沈寇雖有銀犀甲護身,但銀犀甲品階太低,對方但凡動用法器就能打穿銀犀甲的防禦。
“打造護甲,黃某不在行,隻能求人幫忙了。”黃石穀略一停頓,又道:“尋常的護甲,黃某打個招呼自有三分薄麵,高階的嘛,不花玄石就不行了。”
“玄石不是問題。”沈寇用指尖叩了叩桌子,發出咚咚地聲響。
沈寇在陣器行沒少耽擱時間,他倒是相中了一套護甲,可惜打造護甲的材料太差了。
“黃某有一位前輩是打造護甲的權威,在北羌也小有名氣,但價格肯定高。”
“估計要多少玄石?”
“至少五千。”黃石穀猶豫一下,低聲道。
沈寇嘿嘿一笑,翻手取出一隻儲物袋拍到桌子上,道:“這裡有八千塊玄石,請那位前輩務必精心。”
“甚好,此事就交給為兄了。”黃石穀笑了,要五千給八千,沈師弟還真是不差錢的主。
這一篇就此揭過,兩人有說有笑,喝了十餘壇子酒,沈寇薄有醉意才起身告辭。
回到沐瀾峰,沈寇閉了個小關,十餘日後才出關,而後沈寇去了一趟落梅小鎮,在那兒住了三天。

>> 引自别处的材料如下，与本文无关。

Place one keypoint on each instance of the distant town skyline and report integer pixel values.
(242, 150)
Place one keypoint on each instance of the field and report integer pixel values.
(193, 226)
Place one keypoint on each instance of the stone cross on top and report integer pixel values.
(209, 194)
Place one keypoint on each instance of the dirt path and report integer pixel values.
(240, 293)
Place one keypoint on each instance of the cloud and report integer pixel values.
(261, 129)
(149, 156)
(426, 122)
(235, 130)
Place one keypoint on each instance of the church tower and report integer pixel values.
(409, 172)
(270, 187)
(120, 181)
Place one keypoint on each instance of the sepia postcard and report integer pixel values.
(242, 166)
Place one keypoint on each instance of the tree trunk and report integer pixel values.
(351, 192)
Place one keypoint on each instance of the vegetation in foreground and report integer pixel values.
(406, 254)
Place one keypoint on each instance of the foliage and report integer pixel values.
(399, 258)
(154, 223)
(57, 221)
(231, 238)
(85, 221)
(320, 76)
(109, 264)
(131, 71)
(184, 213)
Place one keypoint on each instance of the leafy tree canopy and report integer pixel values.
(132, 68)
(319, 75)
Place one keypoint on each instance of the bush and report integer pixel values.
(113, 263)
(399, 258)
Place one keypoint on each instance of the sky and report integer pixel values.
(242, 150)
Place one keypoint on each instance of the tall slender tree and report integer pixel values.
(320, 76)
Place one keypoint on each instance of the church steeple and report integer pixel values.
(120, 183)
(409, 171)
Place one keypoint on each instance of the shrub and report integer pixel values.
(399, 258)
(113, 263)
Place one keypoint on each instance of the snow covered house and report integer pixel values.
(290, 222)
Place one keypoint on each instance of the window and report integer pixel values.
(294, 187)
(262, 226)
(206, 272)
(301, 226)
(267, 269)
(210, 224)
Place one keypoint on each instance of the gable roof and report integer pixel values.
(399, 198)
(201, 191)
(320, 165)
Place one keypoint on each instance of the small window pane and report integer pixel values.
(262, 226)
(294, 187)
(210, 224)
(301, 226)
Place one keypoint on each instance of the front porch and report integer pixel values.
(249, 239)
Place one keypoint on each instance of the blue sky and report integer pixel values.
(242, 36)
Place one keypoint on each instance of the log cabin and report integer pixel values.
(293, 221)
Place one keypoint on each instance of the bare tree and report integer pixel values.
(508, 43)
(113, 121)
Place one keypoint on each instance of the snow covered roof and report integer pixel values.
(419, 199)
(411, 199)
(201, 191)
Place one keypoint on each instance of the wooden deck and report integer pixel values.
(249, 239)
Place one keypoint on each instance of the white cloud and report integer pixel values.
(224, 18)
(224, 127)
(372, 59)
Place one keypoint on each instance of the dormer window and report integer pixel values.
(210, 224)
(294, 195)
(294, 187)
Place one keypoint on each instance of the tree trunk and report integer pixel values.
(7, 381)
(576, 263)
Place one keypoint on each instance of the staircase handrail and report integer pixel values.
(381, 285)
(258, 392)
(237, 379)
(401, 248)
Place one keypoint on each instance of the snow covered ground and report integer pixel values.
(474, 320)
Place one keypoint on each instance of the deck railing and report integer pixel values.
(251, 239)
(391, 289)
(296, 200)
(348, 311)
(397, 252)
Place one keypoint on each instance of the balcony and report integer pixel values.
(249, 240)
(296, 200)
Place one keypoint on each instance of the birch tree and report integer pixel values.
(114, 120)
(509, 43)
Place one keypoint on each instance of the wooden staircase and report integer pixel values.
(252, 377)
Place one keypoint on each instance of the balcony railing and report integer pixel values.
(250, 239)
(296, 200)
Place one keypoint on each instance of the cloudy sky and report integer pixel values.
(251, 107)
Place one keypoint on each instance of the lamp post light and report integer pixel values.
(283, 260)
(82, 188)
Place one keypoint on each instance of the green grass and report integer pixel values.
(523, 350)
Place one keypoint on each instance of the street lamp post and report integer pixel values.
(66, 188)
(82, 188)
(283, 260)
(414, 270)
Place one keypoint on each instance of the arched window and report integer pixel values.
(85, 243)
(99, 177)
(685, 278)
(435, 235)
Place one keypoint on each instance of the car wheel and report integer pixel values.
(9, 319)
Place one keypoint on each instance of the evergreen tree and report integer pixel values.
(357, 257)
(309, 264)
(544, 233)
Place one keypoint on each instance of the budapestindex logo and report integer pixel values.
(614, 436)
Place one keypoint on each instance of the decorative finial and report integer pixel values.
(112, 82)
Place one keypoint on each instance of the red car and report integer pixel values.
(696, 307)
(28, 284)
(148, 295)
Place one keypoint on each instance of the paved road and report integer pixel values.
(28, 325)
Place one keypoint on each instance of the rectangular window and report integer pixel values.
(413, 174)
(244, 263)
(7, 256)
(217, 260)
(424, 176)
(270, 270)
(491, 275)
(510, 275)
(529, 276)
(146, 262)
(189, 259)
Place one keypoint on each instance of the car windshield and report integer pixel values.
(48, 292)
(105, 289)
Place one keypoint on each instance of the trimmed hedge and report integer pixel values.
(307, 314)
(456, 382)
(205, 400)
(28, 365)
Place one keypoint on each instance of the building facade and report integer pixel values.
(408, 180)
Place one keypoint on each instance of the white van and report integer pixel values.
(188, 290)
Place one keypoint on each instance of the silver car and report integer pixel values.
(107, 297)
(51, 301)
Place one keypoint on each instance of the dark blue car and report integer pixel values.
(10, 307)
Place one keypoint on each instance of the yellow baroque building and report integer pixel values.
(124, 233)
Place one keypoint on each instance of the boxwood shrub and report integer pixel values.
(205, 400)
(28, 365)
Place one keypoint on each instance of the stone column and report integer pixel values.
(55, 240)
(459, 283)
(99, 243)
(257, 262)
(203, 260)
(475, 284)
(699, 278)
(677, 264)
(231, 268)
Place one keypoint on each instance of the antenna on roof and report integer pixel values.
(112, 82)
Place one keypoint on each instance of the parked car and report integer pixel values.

十月中旬,楚俏兒回到了宗門。沈寇正在客廳品茶,楚俏兒滿麵風塵出現在他麵前。
算起來楚俏兒已滿十七歲了,完全出落成了大姑娘。隻是她身在修真界,常年在外曆練,打打殺殺,纖弱之姿不在,眉宇間則多了幾分英姿。
“大哥怎麼沒回來?”楚俏兒屁股還沒坐下,便急促的問道。
“入禁地後,我們兩個始終沒有聯係上,我也不了解他的情況。”沈寇略一思忖道。
禁地是死地,人沒出來,就是隕落了。楚俏兒潸然淚下。他與雲息感情深厚,她身上的裝備哪一件不是極品,憑她賺的那些貢獻點根本買不起。
當然,雲息隻是隨手而為。楚俏兒不知底細,自是雲息對她感覺恩重如山。
雲息的出現是北羌修真界的隱私。沈寇哪敢說實話,於是安慰了她幾句。楚俏兒不明就裡哭的一塌糊塗,眼圈都腫了,直到天色漸晚,才收住眼淚。
修士是在刀尖上討生活,隕落是常事。楚俏兒抹去臉上的淚痕。出於好奇,她又問了一些禁地內的情況,沈寇隨便編了幾套說辭,就糊弄過去了。
月上梢頭,楚俏兒起身告辭。沈寇取出一個儲物袋扔給了她,裡麵是宗門賞賜的丹藥。雲息不在北羌,楚俏兒就是他唯一的親人了,他哪能不珍惜
楚俏兒沒想這麼多,把儲物袋收到了懷裡。丹道術士賞幾瓶丹藥是必須的,用不著謝。
又過了半個月,廣純仙子才回到宗門,特意到沐瀾峰來拜訪。她跟宗門的一位前輩去了一趟惠州,收購一批材料。事情辦的不太順利,多耽擱了一些日子。
廣純仙子清瘦了許多,氣度高雅,整個人纖塵不染,仿佛不食人間煙火一樣。可惜修為還是八層初期,沒有一絲進展。資質決定道途,偽玄根就是命。
兩人談了大半天,廣純仙子才珊珊告辭。
楚俏兒回到宗門,要修整一段日子,偶爾會到沐瀾峰來轉轉,見沈寇整日無所事事,不免驚訝!
“二哥,你這小日子過的好悠閒哪?”
沈寇笑而不答,他進宗門後就沒消停過,三年多了,心境不穩也是必然的。